In 2008, the first headline hit home hard, “Schuller Ousts Son as Senior Pastor.” The initial shock was crippling, spiraling me into denial, anger and despair. Only through counseling and prayer was I able to accept the situation, addressing it head on.
I am the only family member who has spoken publicly about the truth of what really happened.
Having to cope with an onslaught of never-ending headlines made my head spin as the prognosis worsened. There was nothing I could do to stop my misguided family members. Others in the family seemed to be holding on to “a miracle” that would come just in time. I knew better. Something that defined my life, something I hoped would define my children’s lives, was about to die.
Eventually the madness worsened to the point that death itself signaled relief. If you’ve ever held the hand of a dying loved one, you know that death becomes the final blessing. Yet, during that final moment, you pause in respect. It’s a holy moment to reflect on what was and to grieve what shall never be again.
Yesterday, Crystal Cathedral Ministries died. The music stopped playing. In its place, in three years time, will reside the Catholic Church. The namesake of the ministry will be no more. Just like Esau, their birthright was sold.
I’d like to tell you this brings me comfort knowing that orthodox Christians will continue to worship in this building. But I can’t say that. It’s like telling a grieving a widow there are many fishes in the sea.

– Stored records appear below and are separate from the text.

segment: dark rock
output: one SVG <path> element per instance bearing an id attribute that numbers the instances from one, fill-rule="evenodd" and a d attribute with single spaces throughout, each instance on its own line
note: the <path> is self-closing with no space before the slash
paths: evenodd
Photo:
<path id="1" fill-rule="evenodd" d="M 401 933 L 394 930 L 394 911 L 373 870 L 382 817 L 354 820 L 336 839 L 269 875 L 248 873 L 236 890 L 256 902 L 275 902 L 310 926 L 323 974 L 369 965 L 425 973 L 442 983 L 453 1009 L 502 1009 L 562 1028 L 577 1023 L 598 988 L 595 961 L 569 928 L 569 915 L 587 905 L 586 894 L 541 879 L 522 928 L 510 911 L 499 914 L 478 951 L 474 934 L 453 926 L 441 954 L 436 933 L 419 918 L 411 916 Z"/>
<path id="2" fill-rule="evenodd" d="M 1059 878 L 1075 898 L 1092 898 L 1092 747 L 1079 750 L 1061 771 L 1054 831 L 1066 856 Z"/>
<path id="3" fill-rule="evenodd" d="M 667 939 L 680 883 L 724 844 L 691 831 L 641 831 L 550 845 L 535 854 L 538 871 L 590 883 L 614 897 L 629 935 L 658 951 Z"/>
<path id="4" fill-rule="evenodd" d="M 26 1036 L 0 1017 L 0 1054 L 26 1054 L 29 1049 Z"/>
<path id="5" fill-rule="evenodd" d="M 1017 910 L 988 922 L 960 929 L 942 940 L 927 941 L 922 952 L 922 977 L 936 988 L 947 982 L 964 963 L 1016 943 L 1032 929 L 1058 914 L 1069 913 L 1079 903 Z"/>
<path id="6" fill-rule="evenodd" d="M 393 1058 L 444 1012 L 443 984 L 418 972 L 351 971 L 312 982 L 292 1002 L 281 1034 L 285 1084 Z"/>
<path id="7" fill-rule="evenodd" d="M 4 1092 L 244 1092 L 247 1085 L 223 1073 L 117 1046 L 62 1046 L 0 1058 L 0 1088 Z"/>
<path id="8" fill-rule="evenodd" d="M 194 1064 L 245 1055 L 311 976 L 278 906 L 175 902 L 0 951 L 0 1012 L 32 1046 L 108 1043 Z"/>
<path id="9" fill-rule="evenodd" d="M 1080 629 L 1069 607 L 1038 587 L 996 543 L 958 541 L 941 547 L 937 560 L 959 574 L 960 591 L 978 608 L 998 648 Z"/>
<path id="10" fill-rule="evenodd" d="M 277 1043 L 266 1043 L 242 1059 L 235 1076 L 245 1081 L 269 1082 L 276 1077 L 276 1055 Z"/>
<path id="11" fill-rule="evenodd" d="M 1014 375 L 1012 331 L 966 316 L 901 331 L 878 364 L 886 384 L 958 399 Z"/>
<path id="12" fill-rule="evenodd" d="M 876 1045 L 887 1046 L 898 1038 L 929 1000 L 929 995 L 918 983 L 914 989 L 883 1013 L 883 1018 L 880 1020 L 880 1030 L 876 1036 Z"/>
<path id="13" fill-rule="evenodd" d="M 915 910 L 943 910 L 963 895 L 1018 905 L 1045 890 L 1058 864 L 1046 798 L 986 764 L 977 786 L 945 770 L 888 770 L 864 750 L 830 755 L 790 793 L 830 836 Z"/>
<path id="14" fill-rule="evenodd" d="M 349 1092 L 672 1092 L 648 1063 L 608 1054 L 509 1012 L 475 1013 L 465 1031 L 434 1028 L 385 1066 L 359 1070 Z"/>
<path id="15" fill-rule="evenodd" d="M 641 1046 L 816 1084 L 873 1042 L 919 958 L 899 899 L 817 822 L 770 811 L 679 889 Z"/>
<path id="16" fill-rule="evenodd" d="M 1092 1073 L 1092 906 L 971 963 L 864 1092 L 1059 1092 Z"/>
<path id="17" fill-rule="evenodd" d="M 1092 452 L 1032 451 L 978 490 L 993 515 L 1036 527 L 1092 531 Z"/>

In one respect, this human metaphor falls short. The Crystal Cathedral isn’t a person, it is an institution. As such, its problems were not terminal. They could have been solved. My father attempted to fix these problems during his short tenure as senior pastor. He saw the Crystal Cathedral was headed toward bankruptcy. He attempted to restructure the board, cut his sibling’s salaries and establish fiscal responsibility. For these actions, he was fired by the board, which consisted of . . . you guessed it, his siblings.
His siblings fired him because they wanted to control it and had been brewing for some time. Apparently, they thought they could do a better job. They were clearly wrong. Oddly enough, they believed they were more “anointed” than my father. That’s not an assumption; they actually told him that his sermons weren’t anointed. I know from other conversations, and from watching media interviews with Sheila Coleman, they thought God would bless them for taking over the reins.
Clearly, time tells all. God didn’t honor them or their actions.
Through their religious self-absorption, they convinced themselves they were “spiritually superior.” And in the process, they made a public mockery of Christianity and the Crystal Cathedral. A 50-year old institution that helped countless millions lay to waste.
This self-absorbed conviction, a toxic lie, prevented them from reaching out to my father for help. Had they stepped aside and put the Crystal Cathedral’s heir apparent back in the pulpit, I am positive my father would have rebuilt rapport with the congregation, audience and supporters. The Crystal Cathedral could have been saved.
Tragically, this didn’t happen.
I’m certain we’ve all learned from this disaster. It’s reinforced my desire to lead my life and ministry with integrity, humility and truth. May we all learn from my father’s example, and be willing to pursue the right course – even if it costs us what we love most.
Although I had no control over the situation, I can only express what my other family members will never say, “I’m sorry.” This week, as Christians, we are once again reminded that a building is not the Church. We, God’s people, are the church.